Он имел в виду суд, радость полицейских, презрение на лицах людей, пришедших поглазеть на нас, бедных иностранцев, всего-навсего пытавшихся добиться справедливости.
Я шагал рядом с Линггом, молчание становилось зловещим.
— Проклятье! — в отчаянии произнес я. — Что же делать?
— Ничего, — прозвучало в ответ. — Время еще не пришло. Я смотрел на него во все глаза, и сердце громко колотилось у меня в груди.
— Еще не пришло, — повторил я. — О чем вы? Он внимательно поглядел на меня.
— Ни о чем. Давайте поговорим о другом. Вы видели Парсонса?
— Нет, — ответил я, — не видел. Но скажите мне. Парсонс и остальные уверены, что богатство стало синонимом грабежа, и они отвергают богатых как грабителей. Вы с ними согласны?
— Небольшое благополучие, — сказал он, повернувшись ко мне, — может быть нажито честным путем, богатство же всегда результат жадности, а не показатель недюжинного ума. Если человек по-настоящему умен, ему нужно еще много чего, помимо денег, даже больше, чем денег, разве не так? А богачи, которых я знаю, хитрые и мелочные, только и всего. Никто, кроме удачливого изобретателя, еще не сделал миллион долларов честным путем.
— Но почему же мы так страдаем? Неужели нельзя побороть нищету?
— В общем, можно. Германия намного богаче и счастливее Америки.
— Это правда! — воскликнул я. — Но почему?
— Наибольший недостаток здешней цивилизации, — сказал Лингг, — заключается в том, что она недостаточно сложная. Перед всеми один приз — богатство. А ведь многие хотят не богатства, а спокойной жизни без страха за завтрашний день. Мы хотим получать столько же денег, сколько наемные служащие в государственном секторе. Это избавит нас от конкуренции и повысит заработки тех, кто остается в сфере конкуренции. Некоторые из нас рождены, чтобы всю жизнь учиться, поэтому на всех улицах должны быть химические лаборатории, во всех городах — физические лаборатории с вакансиями и небольшим жалованием для людей, которые не мыслят своей жизни без науки, должны быть студии для художников, должны быть театры с государственными дотациями.

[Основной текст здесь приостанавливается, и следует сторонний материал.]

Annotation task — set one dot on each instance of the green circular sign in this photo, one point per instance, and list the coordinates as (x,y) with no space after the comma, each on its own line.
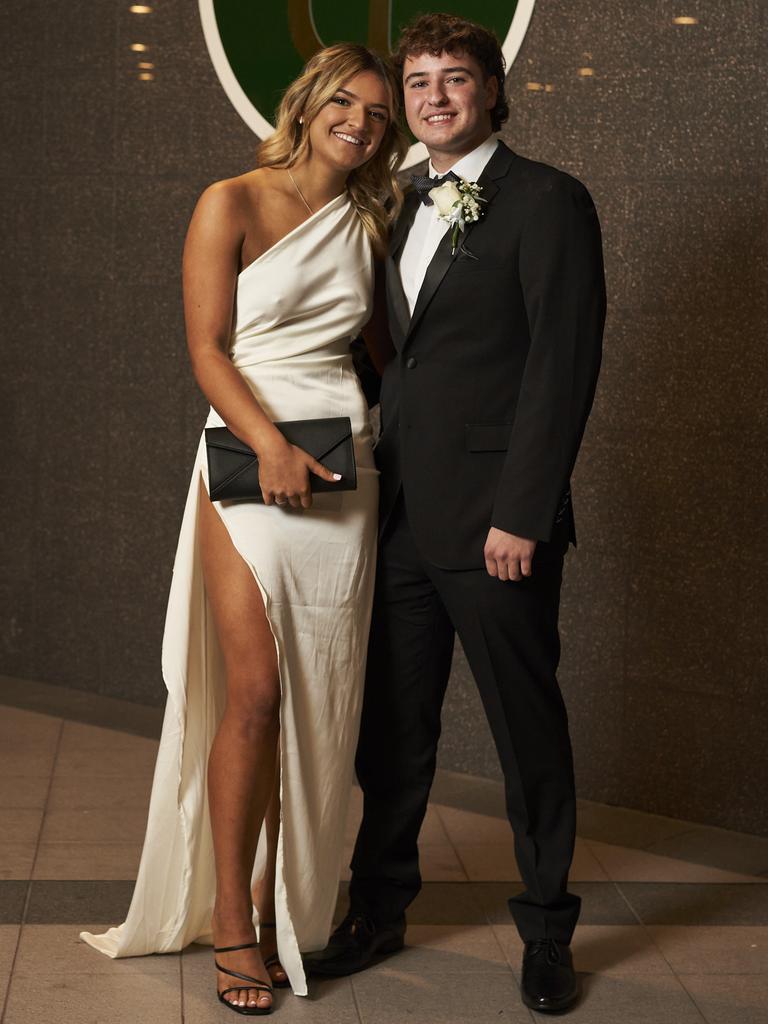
(257,53)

Жизнь, стоит ее сделать сложнее, становится богаче. Но если не оставить что-то государству, а передать все в частное пользование, мы вовлечем всех людей в сумасшедшую гонку за богатством; никогда не избавимся от страданий, нищеты, недовольства, болезней. Мозг и сердце имеют свои права, нельзя же угождать только животу. Так мы и цветы превратим в удобрение.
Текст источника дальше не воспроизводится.